Hierarchical Cross-Modal Alignment for Open-Vocabulary 3D Object Detection

Authors: Youjun Zhao, Jiaying Lin, Rynson W. H. Lau

AAAI 2025 | Venue PDF | Archive PDF | Plain Text | LLM Run Details

Reproducibility Variable Result LLM Response
Research Type Experimental Extensive experiments demonstrate that the proposed method outperforms SOTA methods on the existing OV-3DOD benchmarks. It also achieves promising OV-3DOD results even without any 3D annotations. We conduct extensive experiments on the OV-3DOD benchmarks. Our method achieves superior performances compared to existing state-of-the-art approaches, demonstrating its effectiveness for the OV-3DOD task.
Researcher Affiliation Academia Youjun Zhao*, Jiaying Lin*, Rynson W.H. Lau Department of Computer Science, City University of Hong Kong EMAIL, EMAIL, EMAIL
Pseudocode No The paper describes methods like Hierarchical Data Integration (HDI), Interactive Cross-Modal Alignment (ICMA), and Object-Focusing Context Adjustment (OFCA) using descriptive text and mathematical equations, but it does not include any explicitly labeled pseudocode or algorithm blocks.
Open Source Code Yes Code and Extended version https://youjunzhao.github.io/HCMA/
Open Datasets Yes Scan Net (Dai et al. 2017) is a widely used 3D object detection dataset. ... SUN RGB-D (Song, Lichtenberg, and Xiao 2015) is another popular 3D object detection dataset.
Dataset Splits No The paper mentions using ScanNet and SUN RGB-D datasets and conducting evaluations.
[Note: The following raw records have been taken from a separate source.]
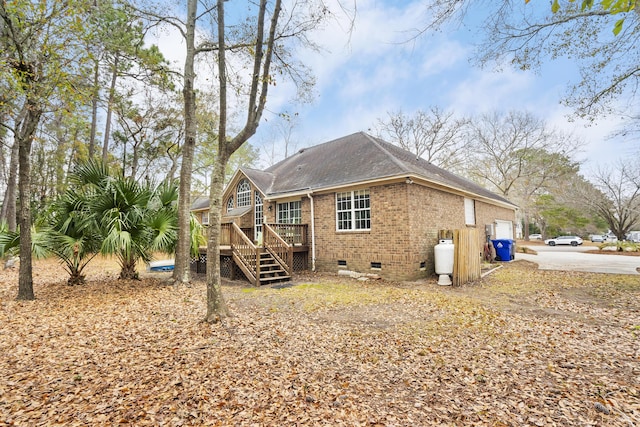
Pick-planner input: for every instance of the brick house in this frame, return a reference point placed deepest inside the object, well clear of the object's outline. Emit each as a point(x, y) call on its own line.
point(356, 203)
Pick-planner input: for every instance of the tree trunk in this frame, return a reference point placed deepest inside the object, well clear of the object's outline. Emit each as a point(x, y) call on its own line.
point(94, 110)
point(181, 272)
point(25, 139)
point(216, 306)
point(128, 269)
point(112, 96)
point(9, 204)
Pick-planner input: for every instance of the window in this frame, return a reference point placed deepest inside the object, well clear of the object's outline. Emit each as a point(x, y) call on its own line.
point(244, 194)
point(353, 210)
point(290, 212)
point(469, 212)
point(258, 215)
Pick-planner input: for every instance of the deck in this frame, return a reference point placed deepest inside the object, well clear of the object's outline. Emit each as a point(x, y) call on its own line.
point(284, 248)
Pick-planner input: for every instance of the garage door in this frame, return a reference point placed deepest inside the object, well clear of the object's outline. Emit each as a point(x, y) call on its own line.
point(504, 229)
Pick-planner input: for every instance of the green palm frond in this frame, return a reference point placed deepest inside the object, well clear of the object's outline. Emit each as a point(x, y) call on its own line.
point(9, 242)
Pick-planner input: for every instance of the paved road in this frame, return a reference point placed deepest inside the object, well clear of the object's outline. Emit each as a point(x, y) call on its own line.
point(568, 258)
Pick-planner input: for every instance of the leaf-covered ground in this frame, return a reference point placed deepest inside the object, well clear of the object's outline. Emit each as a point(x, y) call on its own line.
point(521, 347)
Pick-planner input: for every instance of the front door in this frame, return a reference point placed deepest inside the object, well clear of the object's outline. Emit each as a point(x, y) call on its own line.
point(258, 219)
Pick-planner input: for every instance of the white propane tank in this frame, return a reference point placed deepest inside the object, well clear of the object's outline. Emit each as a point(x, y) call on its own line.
point(443, 254)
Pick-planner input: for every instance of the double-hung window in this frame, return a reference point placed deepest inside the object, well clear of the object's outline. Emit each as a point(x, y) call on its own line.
point(290, 212)
point(353, 210)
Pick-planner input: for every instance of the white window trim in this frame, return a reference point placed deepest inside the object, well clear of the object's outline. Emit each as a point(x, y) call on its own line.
point(289, 210)
point(353, 211)
point(243, 195)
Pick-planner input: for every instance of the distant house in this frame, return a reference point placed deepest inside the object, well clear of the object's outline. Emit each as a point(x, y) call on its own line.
point(355, 203)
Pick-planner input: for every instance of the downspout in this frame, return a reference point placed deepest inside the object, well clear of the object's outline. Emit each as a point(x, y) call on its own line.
point(313, 235)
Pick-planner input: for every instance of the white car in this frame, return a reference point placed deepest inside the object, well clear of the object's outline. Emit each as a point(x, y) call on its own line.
point(564, 240)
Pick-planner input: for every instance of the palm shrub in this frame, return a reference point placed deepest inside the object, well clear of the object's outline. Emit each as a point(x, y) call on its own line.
point(134, 220)
point(73, 235)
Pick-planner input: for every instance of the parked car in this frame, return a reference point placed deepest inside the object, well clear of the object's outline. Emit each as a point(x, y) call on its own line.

It states "Our experimental setup follows that of OV-3DET (Lu et al. 2023) for fair comparison." However, it does not explicitly provide specific percentages, sample counts, or detailed methodologies for training, validation, and test splits within the provided text.
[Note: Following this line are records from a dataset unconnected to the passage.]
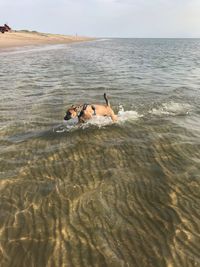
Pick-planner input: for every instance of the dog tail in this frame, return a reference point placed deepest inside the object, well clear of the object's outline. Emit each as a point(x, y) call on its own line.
point(107, 102)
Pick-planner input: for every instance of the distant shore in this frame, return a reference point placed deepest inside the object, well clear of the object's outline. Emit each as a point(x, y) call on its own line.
point(25, 38)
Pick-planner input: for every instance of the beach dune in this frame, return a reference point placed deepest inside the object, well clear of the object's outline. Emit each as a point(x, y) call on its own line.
point(24, 38)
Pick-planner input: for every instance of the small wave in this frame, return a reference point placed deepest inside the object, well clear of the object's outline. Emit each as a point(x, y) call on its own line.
point(97, 121)
point(171, 109)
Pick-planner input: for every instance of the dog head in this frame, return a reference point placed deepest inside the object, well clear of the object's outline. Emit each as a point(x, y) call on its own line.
point(71, 113)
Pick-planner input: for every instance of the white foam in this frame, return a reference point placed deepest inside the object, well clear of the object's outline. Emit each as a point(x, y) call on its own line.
point(171, 109)
point(98, 121)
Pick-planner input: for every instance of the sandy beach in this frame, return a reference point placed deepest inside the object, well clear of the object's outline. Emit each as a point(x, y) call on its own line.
point(24, 38)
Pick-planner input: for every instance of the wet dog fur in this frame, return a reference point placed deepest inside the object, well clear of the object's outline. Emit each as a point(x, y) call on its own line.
point(86, 112)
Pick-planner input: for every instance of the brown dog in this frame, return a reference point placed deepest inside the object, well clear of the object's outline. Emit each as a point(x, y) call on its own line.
point(86, 111)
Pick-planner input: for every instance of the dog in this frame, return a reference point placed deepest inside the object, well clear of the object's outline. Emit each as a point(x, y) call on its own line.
point(86, 111)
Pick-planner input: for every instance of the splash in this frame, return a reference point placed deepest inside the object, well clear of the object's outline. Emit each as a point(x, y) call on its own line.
point(171, 109)
point(98, 121)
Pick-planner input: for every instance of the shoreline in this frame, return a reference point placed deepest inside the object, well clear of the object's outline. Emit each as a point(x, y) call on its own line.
point(10, 40)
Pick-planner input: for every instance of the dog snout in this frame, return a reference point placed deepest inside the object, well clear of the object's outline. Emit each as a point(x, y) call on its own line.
point(66, 118)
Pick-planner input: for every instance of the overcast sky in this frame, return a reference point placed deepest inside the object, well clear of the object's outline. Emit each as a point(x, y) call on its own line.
point(105, 18)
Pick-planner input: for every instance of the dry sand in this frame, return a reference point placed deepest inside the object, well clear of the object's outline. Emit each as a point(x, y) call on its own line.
point(24, 38)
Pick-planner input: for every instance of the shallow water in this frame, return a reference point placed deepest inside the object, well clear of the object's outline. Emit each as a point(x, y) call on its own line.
point(101, 194)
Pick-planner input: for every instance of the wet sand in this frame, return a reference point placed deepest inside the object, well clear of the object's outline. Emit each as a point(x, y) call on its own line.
point(24, 38)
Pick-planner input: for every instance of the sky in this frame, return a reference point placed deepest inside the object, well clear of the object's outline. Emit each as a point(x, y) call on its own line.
point(105, 18)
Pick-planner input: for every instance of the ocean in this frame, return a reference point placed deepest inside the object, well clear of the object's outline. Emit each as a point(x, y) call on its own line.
point(123, 194)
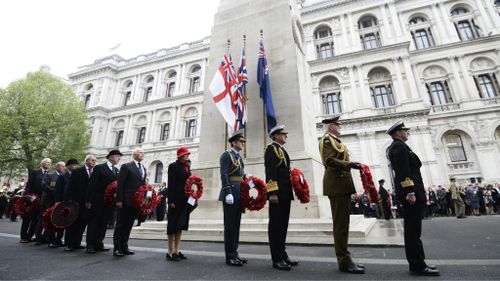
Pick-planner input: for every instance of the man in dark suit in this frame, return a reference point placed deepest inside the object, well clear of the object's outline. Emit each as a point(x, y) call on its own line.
point(99, 214)
point(34, 185)
point(131, 176)
point(410, 191)
point(338, 186)
point(280, 194)
point(231, 173)
point(76, 192)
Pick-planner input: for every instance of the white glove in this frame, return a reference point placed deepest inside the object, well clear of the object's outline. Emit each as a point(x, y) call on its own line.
point(229, 199)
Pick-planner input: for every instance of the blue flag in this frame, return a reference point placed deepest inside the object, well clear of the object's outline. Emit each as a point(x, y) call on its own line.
point(265, 87)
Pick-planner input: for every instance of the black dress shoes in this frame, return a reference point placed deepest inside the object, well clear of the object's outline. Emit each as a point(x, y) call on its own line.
point(282, 265)
point(234, 262)
point(291, 262)
point(353, 268)
point(426, 272)
point(118, 253)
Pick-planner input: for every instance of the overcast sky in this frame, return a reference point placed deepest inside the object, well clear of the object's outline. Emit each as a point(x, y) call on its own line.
point(66, 34)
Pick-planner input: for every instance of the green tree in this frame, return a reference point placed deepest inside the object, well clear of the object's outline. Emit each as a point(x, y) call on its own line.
point(40, 116)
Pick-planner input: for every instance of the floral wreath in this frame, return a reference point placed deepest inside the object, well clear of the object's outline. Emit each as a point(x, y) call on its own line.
point(109, 194)
point(300, 186)
point(47, 221)
point(188, 190)
point(143, 205)
point(27, 204)
point(368, 185)
point(251, 203)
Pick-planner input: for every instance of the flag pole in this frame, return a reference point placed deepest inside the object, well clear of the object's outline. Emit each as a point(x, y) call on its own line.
point(225, 123)
point(263, 104)
point(246, 99)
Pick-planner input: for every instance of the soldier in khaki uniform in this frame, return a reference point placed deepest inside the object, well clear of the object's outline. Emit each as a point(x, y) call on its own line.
point(338, 186)
point(457, 200)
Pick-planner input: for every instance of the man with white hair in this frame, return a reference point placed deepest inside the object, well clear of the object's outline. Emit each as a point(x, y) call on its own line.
point(131, 176)
point(76, 192)
point(34, 186)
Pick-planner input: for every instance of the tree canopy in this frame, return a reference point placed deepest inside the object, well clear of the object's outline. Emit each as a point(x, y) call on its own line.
point(40, 116)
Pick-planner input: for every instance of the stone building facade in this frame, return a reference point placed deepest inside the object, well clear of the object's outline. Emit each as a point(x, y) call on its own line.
point(435, 64)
Hardware Specification Yes Experiments are conducted on a single RTX4090 GPU.
Software Dependencies No The paper mentions specific models like "3DETR (Misra, Girdhar, and Joulin 2021) as our 3D detector backbone" and "pre-trained CLIP image and text encoders," and an optimizer "Adam W optimizer." However, it does not provide specific version numbers for software libraries, programming languages (e.g., Python), or frameworks (e.g., PyTorch, TensorFlow).
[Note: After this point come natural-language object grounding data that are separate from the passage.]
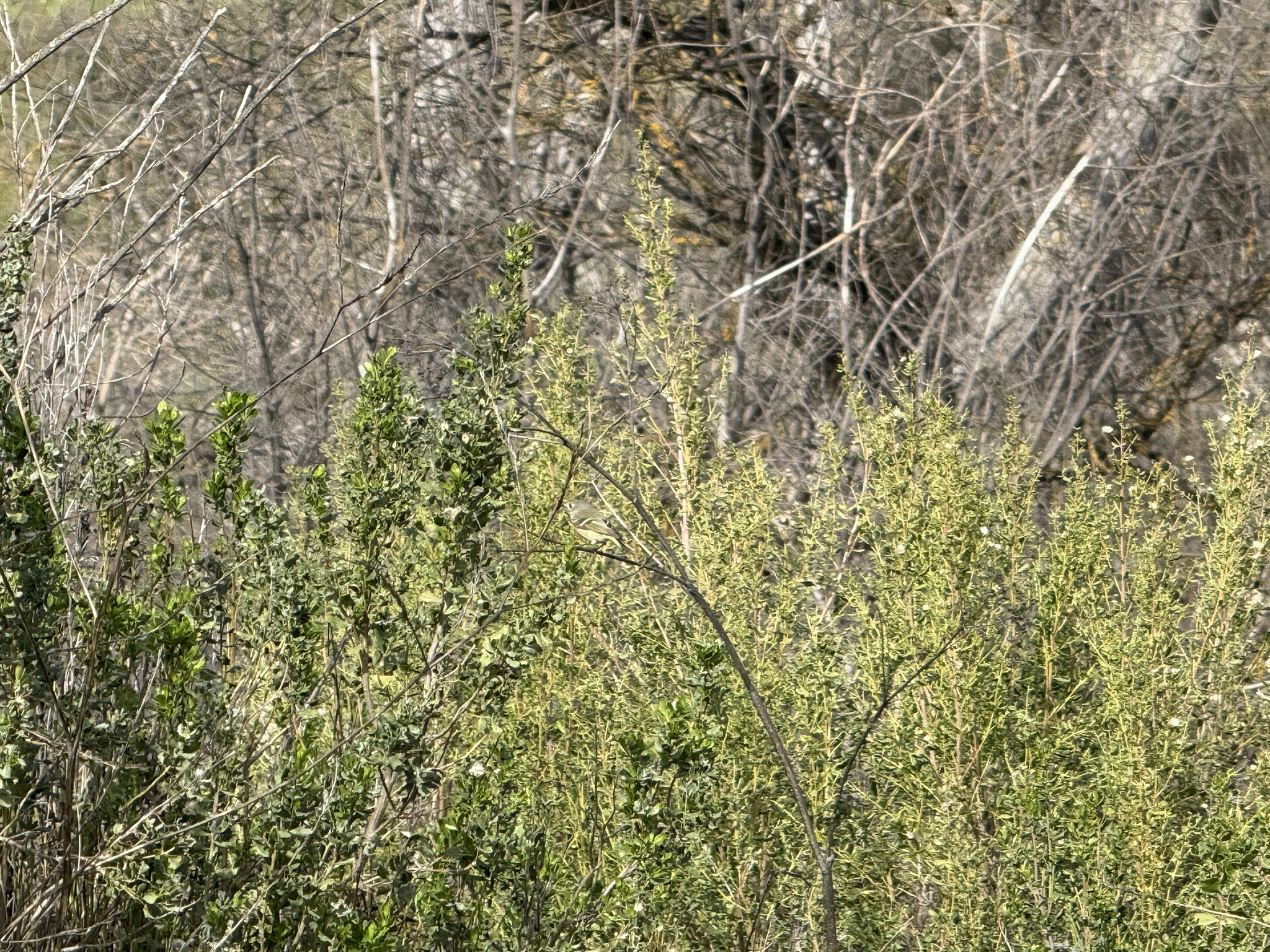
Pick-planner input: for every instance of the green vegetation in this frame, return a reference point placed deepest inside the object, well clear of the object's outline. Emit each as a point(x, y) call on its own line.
point(407, 707)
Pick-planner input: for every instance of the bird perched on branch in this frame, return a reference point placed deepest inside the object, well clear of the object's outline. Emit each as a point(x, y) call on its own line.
point(590, 523)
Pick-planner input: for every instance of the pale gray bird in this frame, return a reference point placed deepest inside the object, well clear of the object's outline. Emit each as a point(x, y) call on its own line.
point(590, 523)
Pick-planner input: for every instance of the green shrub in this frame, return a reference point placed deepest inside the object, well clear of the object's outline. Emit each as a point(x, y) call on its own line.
point(408, 708)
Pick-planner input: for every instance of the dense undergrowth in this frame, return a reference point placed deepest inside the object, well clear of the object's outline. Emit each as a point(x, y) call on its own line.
point(408, 708)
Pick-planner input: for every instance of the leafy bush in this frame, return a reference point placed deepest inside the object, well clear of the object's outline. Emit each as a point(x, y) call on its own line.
point(408, 708)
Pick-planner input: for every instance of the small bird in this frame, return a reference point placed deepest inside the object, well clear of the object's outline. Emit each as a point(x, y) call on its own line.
point(590, 523)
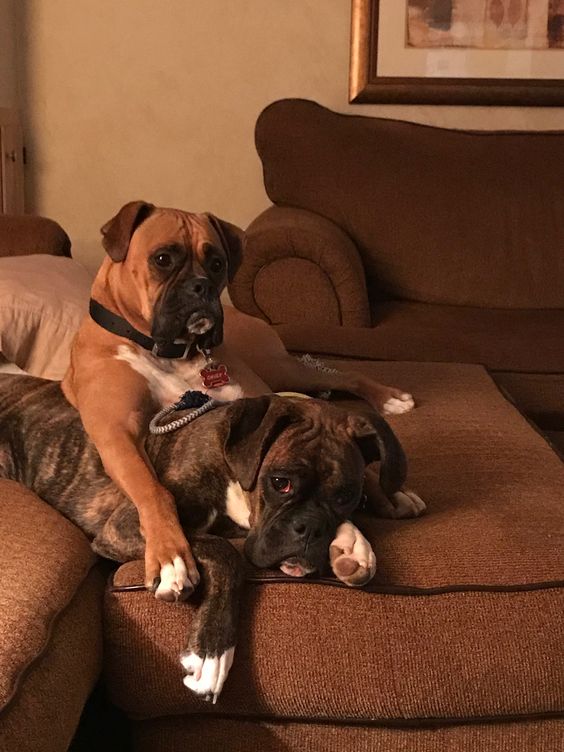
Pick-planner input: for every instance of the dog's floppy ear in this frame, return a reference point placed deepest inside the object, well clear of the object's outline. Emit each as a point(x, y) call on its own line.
point(254, 424)
point(117, 232)
point(376, 440)
point(232, 239)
Experiment Setup Yes We train our model using the Adam W optimizer with a cosine learning rate scheme. The base learning rate and the weight decay are set to 10 4 and 0.1, respectively. The temperature parameter τ is set to 0.1 in contrastive learning. We adopt 3DETR (Misra, Girdhar, and Joulin 2021) as our 3D detector backbone. The number of object queries for 3DETR is set to 128. Experiments are conducted on a single RTX4090 GPU. Our training epoch is the same as the baseline method OV-3DET.